Fight against HIV: “some have never done medical tests”

December 1 is traditionally World AIDS Day (the last stage of HIV, the human immunodeficiency virus). In Mayotte, the cases are better known thanks to screening, “but there are still improvements to be made”.

Is the circulation of HIV increasing on the island?
“We have 400 patients in active line. Since 2019, the year I arrived, I have seen an increase. This year, for example, we have 80 new people screened. About twenty were already infected before arriving in Mayotte, ”says Doctor Mohamadou Niang, head of the infectious and tropical diseases department at the Mayotte hospital center (CHM). He sees “too much risky behavior and a lack of sex education. The notion of sex tourism is also important”. And even if the increase in cases is linked to better screening, “there are still improvements to be made”, nuance Marie-Eve Tremblay. A nurse in the HIV outpatient department, she works with Pauline Focant to monitor patients with HIV.

Are communities affected differently?
Doctor Niang estimates the proportion of patients in Mayotte at around 40% Malagasy. As the virus is particularly active in Africa, the Comorian or East African populations are also affected. “70% of patients need regularization. There is a lot of social work, it is a stakeholder in the care,” concedes Pauline Focant. Sex workers are a particularly watched public.
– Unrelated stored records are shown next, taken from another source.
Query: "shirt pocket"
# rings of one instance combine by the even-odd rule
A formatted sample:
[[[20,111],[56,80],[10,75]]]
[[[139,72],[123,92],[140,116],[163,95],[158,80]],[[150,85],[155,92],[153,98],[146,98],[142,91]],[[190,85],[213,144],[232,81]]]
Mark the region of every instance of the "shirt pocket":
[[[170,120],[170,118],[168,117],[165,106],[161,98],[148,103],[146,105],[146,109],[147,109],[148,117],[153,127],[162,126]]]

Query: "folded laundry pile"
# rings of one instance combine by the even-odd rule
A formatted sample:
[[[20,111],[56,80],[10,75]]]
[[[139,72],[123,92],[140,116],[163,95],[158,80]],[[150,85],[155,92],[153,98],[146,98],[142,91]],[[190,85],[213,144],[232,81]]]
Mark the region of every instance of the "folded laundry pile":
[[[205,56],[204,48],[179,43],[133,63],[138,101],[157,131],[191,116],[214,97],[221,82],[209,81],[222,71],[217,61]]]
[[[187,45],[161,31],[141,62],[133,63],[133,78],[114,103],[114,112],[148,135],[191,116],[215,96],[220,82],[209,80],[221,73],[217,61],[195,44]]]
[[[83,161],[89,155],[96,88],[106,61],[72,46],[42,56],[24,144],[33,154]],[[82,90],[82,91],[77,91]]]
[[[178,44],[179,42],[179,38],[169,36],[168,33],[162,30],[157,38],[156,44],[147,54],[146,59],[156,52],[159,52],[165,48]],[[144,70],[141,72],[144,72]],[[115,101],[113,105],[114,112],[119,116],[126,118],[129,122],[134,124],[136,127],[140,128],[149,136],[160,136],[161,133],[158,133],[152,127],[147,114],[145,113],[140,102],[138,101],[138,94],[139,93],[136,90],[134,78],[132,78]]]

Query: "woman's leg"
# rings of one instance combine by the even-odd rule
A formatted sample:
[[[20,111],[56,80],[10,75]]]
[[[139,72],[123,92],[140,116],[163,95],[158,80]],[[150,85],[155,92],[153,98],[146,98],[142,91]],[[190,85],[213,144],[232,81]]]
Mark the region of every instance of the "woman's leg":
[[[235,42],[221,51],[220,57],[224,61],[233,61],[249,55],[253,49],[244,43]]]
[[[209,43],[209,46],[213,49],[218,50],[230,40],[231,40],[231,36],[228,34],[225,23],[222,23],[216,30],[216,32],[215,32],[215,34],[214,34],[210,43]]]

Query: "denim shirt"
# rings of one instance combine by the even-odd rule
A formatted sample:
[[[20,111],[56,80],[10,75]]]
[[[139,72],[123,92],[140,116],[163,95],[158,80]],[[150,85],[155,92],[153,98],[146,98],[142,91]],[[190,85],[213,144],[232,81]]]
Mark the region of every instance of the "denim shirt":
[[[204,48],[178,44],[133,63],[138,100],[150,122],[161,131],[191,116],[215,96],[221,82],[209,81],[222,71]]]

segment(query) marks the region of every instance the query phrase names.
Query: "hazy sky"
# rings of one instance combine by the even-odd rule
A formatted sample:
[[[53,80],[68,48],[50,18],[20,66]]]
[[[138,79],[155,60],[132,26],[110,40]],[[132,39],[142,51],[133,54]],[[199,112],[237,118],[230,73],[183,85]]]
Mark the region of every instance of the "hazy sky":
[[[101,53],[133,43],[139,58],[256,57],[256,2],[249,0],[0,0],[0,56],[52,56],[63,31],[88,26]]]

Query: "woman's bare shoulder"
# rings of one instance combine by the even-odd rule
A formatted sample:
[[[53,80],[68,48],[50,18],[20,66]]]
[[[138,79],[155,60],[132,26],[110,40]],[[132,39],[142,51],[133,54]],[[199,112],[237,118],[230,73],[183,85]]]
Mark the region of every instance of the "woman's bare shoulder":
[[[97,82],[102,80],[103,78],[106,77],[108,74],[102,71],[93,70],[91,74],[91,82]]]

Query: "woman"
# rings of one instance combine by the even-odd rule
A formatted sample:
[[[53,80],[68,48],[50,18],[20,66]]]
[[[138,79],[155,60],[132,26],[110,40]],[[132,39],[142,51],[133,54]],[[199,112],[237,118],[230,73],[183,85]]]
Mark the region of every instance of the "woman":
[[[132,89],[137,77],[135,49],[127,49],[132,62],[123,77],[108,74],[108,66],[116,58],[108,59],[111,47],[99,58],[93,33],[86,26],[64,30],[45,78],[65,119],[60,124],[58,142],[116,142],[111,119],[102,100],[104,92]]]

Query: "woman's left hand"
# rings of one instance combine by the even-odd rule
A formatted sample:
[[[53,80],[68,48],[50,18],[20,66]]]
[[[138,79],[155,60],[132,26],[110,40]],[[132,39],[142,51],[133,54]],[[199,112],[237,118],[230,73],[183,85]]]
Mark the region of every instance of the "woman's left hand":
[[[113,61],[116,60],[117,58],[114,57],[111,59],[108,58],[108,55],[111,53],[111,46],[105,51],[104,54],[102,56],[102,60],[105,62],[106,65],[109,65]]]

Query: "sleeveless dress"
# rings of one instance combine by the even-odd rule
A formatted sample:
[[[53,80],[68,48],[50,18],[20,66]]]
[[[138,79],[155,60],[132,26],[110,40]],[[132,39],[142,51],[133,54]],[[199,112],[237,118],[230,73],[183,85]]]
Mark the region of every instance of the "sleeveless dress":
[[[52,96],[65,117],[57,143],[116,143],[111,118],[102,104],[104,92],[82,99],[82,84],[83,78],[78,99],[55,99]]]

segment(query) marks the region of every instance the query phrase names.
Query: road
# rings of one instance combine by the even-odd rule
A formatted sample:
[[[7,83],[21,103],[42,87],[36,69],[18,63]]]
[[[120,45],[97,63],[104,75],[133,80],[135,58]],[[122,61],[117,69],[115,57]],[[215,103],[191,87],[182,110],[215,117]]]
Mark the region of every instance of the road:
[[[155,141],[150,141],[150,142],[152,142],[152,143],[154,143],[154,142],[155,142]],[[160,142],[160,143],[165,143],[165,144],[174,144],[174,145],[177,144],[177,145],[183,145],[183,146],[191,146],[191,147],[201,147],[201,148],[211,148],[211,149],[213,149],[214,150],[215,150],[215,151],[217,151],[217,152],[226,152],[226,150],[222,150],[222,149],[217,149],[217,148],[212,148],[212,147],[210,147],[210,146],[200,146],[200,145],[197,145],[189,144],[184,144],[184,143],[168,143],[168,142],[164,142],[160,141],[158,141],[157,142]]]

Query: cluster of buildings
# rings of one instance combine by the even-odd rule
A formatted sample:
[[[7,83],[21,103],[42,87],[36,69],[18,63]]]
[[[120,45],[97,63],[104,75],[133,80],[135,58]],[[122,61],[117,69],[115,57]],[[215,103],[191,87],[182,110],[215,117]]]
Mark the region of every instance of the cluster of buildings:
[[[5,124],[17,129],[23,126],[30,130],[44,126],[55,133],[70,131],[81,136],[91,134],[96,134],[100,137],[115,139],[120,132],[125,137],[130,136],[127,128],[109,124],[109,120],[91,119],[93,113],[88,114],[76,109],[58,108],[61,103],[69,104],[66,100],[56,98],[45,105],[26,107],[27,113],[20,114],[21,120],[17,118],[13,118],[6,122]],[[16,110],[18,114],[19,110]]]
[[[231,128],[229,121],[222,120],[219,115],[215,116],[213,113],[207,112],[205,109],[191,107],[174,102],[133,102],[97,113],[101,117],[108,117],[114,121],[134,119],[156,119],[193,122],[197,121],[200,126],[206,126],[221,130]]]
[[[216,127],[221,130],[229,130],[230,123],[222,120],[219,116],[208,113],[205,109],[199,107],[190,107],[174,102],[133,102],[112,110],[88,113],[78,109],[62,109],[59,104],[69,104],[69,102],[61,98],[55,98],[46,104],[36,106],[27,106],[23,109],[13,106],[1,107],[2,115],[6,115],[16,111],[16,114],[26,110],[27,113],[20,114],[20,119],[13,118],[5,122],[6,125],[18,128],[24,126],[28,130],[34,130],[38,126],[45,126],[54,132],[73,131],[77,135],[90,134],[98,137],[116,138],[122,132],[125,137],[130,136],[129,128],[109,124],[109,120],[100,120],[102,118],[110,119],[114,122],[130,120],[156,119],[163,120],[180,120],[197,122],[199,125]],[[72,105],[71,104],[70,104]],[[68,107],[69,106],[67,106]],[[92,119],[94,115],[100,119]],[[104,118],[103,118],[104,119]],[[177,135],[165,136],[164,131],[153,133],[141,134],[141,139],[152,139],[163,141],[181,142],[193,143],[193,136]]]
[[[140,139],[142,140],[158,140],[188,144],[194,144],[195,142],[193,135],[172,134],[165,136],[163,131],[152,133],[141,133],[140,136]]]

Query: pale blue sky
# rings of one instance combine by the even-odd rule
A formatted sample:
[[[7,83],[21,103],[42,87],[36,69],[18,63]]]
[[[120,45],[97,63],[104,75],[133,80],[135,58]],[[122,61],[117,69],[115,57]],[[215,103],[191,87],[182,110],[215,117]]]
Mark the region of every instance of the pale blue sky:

The head of the service and the nurses deplore that the patients do not make themselves known at the last stage of HIV infection, that of AIDS.

What are the obstacles to screening?
This is a problem on the island, prevention is more difficult to carry out there than in mainland France, even if associations like Narike M’sada work locally for this. “We have a lot of screening in the event of pregnancy,” notes Marie-Eve Tremblay. Indeed, pregnant women being obliged to carry out checks, it is this public that is more easily monitored. Because, on the contrary, men do not have enough of the screening reflex and may very well have HIV without knowing it. “Some have never done medical tests,” fulminates the doctor, while he advocates screening “every three years”. Another obstacle, in Mayotte, the tests are generally more expensive than in mainland France. And “when you enter a pharmacy, you have to ask the pharmacists. In mainland France, you can buy a test directly on the shelves, ”adds the infectious disease specialist.

Can we get treatment in Mayotte?
This is the particularity of HIV, patients can live quite normally with the virus. Treatment in the form of triple therapy with one tablet per day is often administered. In the event of a deterioration in a patient’s condition, he can benefit from “multidisciplinary care” quickly on the spot. This Tuesday, for example, three people were hospitalized at the CHM. “We are between 85% and 90% of people carrying the virus, but who no longer transmit it. The World Health Organization has set a target of 95% in 2030,” argue the doctor and the two nurses.